This book is what Washington Irving called a "sketchbook" -- a collection of impressions about something, gathered into a fictionalized story. It's a melancholy, fond evocation of fading English Christmas traditions of the author's time.
The story's simple: Irving sets himself in the English countryside, where he's travelling one Christmas Eve. At a country inn he runs into an old schoolmate, who invites him home to spend Christmas at the family estate. The friend's father, it turns out, dotes on all things Christmas, and has tuned his household to some of the more quaint and obscure English traditions celebrating the day. That lets Irving include lots of odd little bits and pieces of Christmas tradition, told through the old man, as part of his plot. The book covers a night and a day. The chapters are pieces of that time: the stagecoach ride is one chapter, then "Christmas Eve," and so on through "Christmas Dinner."
I read this every year lately, and it's a nice, low-key, sad and happy little way to mark the Christmases passing. Washington Irving wrote it in the early 1800s -- the dates of most of his "Sketch Book" are right around 1819 or 1820 -- and the story is mostly a reminiscence about even earlier Christmas traditions. Then it took until 1894 for this edition to be printed, with the illustrations by Caldecott.
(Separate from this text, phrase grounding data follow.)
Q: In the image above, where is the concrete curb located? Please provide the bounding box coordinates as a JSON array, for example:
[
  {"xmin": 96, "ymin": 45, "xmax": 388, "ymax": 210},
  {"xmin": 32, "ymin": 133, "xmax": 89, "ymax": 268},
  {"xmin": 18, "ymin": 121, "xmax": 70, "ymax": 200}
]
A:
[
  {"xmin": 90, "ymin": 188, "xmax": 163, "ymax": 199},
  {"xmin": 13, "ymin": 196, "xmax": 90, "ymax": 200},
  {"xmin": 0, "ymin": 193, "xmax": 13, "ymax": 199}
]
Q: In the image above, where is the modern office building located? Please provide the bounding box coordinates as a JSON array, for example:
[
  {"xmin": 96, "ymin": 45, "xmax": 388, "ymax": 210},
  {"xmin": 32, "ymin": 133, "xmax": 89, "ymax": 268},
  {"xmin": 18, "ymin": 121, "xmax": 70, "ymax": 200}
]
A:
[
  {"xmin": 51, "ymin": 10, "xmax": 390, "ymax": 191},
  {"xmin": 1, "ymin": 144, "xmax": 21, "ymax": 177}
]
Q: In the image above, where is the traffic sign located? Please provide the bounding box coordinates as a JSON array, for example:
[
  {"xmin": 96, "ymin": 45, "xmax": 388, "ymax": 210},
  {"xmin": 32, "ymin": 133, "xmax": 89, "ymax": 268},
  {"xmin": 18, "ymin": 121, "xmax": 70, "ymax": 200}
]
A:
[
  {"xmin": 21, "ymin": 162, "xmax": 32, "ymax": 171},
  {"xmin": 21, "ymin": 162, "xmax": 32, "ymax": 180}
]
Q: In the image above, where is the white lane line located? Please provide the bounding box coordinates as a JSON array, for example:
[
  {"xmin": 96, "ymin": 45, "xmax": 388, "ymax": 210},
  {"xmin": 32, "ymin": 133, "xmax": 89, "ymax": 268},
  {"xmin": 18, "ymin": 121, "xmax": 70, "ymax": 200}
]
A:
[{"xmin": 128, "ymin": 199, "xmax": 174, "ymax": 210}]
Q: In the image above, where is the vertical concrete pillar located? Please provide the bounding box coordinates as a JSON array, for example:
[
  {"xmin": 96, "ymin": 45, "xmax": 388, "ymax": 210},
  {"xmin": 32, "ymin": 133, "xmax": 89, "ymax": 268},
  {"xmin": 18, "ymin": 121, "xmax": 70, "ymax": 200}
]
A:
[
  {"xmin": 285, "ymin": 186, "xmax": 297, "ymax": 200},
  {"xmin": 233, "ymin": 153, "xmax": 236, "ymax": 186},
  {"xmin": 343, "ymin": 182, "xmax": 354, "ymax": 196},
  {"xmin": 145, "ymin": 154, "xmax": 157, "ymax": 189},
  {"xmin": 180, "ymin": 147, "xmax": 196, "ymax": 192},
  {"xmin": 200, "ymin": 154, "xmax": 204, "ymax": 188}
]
Later the facsimile edition I have was printed, in maybe the early 1980s... For a little book about Christmas past to have made it through all those years, and come down to me in this personal "sketch," is a glad thing. Coming back to the same copy year after year makes a nice little private tradition.
The text to this is available in a few places on the Web. That's an okay way to get to know the language, but a facsimile of the original book, with the illustrations, is still worth the few dollars it'll cost. The Caldecott who illustrated this is the one for whom the children's book award was named, among other things. You need to read this one next to the Christmas tree, not by the glow of a computer monitor.
Quiet, pleasant reading of an Old English Christmas
Very enjoyable reading for those who like to pull up a chair, have a cup of tea, and escape to a simpler, more elegant time. Those who enjoy Christmas stories, or Anglophiles who can never get enough of English history will enjoy this insight into an Old English Christmas from one who was there.